Chunming Zhang is a Professor in the Department of Statistics at the University of Wisconsin-Madison. She earned her Ph.D. in Statistics from the University of North Carolina at Chapel Hill in 2000. Her research interests encompass statistical methods in computational neuroscience, biostatistics, and financial econometrics, along with the analysis of neuroimaging, spatial, and temporal data. Additionally, her work delves into multiple hypotheses testing, large-scale simultaneous inference, dimension reduction, high-dimensional inference, non-parametric and semi-parametric modeling and inference, functional and longitudinal data analysis, and robust statistics. She is an elected Fellow of the Institute of Mathematical Statistics and the American Statistical Association. Dr. Zhang serves on the editorial boards of Annals of Statistics and the Journal of the American Statistical Association. In 2016, she delivered the Keynote Address at the Third Center for Information and Neural Networks Conference on Neural Mechanisms of Decision Making in Japan. This Medallion Lecture will be presented at the 11th World Congress in Probability and Statistics in Bochum, Germany, August 12-16, 2024.

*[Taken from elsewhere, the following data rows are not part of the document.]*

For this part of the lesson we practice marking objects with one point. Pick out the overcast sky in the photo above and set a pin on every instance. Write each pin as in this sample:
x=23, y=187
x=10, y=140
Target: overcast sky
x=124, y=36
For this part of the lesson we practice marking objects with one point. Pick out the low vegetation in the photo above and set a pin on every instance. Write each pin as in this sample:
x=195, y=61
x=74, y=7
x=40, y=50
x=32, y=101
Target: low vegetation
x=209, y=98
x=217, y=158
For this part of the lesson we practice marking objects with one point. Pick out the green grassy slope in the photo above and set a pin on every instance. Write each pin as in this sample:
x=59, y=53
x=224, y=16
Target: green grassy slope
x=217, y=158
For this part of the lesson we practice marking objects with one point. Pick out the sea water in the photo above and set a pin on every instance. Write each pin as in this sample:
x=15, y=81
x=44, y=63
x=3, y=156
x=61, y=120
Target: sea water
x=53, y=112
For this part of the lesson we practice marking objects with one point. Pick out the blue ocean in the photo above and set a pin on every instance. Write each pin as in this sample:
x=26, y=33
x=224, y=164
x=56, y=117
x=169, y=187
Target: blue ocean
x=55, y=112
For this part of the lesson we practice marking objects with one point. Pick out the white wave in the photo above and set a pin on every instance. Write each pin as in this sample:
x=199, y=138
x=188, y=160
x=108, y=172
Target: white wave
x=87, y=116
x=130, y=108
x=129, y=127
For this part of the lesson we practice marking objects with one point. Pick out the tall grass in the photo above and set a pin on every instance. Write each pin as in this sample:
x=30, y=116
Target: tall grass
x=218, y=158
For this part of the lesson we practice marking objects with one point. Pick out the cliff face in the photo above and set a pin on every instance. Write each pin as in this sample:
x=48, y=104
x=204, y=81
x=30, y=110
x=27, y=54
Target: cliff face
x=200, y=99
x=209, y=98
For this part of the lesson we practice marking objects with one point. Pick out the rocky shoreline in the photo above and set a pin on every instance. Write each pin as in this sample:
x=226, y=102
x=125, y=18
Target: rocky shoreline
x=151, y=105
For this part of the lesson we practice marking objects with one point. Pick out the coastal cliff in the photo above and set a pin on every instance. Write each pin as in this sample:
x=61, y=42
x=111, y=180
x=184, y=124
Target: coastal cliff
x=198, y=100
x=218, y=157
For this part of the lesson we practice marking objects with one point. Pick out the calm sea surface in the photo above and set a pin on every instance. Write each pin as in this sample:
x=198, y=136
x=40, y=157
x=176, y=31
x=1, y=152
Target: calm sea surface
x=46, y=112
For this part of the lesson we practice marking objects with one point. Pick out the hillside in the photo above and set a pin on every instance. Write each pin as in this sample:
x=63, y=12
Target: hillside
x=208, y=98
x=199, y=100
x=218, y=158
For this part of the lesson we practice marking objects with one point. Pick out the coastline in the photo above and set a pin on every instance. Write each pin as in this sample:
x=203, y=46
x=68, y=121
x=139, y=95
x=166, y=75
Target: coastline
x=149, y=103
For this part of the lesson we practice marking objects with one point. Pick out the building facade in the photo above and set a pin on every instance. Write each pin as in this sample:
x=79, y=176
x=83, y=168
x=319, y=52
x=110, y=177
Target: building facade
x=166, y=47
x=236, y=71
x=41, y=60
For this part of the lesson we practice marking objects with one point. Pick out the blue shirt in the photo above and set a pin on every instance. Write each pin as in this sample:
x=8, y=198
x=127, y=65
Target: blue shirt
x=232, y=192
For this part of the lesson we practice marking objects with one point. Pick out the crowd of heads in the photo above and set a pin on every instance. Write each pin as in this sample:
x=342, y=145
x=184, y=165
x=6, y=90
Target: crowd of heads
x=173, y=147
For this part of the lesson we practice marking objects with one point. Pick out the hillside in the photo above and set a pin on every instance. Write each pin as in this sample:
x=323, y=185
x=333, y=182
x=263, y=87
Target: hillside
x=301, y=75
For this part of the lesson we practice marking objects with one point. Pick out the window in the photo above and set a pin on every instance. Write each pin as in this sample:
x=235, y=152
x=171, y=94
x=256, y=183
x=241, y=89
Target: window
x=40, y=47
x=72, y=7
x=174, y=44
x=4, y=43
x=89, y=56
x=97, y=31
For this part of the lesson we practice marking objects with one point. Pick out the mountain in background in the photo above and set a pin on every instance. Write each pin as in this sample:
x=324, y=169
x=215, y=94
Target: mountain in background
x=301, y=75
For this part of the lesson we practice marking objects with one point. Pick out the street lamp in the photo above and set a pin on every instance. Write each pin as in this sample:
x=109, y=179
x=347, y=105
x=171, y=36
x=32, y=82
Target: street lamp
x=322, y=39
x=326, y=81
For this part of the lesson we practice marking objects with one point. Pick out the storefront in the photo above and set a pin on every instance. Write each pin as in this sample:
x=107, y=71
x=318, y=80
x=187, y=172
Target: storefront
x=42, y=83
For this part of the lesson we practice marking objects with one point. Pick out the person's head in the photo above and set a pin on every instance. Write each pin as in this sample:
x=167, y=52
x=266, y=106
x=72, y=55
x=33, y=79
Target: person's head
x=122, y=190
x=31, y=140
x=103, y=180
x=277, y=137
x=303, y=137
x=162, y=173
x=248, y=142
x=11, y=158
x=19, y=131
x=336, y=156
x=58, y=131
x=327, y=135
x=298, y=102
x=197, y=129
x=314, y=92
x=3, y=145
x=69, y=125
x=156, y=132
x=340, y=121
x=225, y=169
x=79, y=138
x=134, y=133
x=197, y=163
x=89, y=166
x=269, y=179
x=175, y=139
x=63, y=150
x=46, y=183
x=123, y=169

Learning Network-Structured Dependence from Multidimensional Temporal Point Processes
In this lecture, I will present recent work on developing interpretable generative models tailored for temporally non-stationary and spatially dependent sequences of ‘event data’ across various domains. Real-world examples include (a) recordings of spike firing from multiple neurons in the brain, and (b) emerging infectious disease incidents like the COVID-19 pandemic, with cases reported globally across different countries and regions over time. The primary objective of the study is to develop predictive models, either short-term or long-term, to capture dynamic patterns of event occurrence likelihood in real-time and uncover ‘network-structured’ dependencies across geographic locations to identify potential security risks, quantify uncertainties, and guide regional resource allocation.
More broadly, a probabilistic approach for capturing event occurrence likelihood over time and space can leverage the ‘multi-dimensional temporal point process’. This process refers to random occurrences of a specific type of event (e.g., contagious disease incidents) over time, represented as sequences of time points recorded at multiple nodes (locations). While the linear self-exciting Hawkes process remains prevalent for modeling the ‘conditional intensity function,’ its reliance on a non-negative triggering function limits its capacity to exclusively capture excitatory effects among nodes. Additionally, current methodologies face challenges stemming from computational constraints and a lack of probabilistic insights. These limitations include the incapacity to integrate structural constraints or network features, such as the crucial acyclicity constraint for recovering the acyclic causal structure, as well as the absence of external covariates.
We develop new continuous-time stochastic models of conditional intensity functions, dependent on event history of parent nodes, to uncover the network structure within an array of non-stationary multivariate counting processes. The stochastic mechanism is crucial for statistical inference of graph parameters relevant to structure recovery but does not satisfy the key assumptions of commonly used processes like the Poisson process, Cox process, Hawkes process, queuing model, and piecewise deterministic Markov process. We introduce a new marked point process for intensity discontinuities, derive compact representations of their conditional distributions, and demonstrate the cyclicity property of the multivariate counting process, driven by recurrence time points. These new theoretical properties enable us to establish statistical consistency and convergence properties of the proposed estimators for graph parameters under mild regularity conditions. Simulation evaluations demonstrate computational simplicity and increased estimation accuracy compared to existing methods. Real multiple neuron spike train recordings are analyzed to infer connectivity in neuronal networks.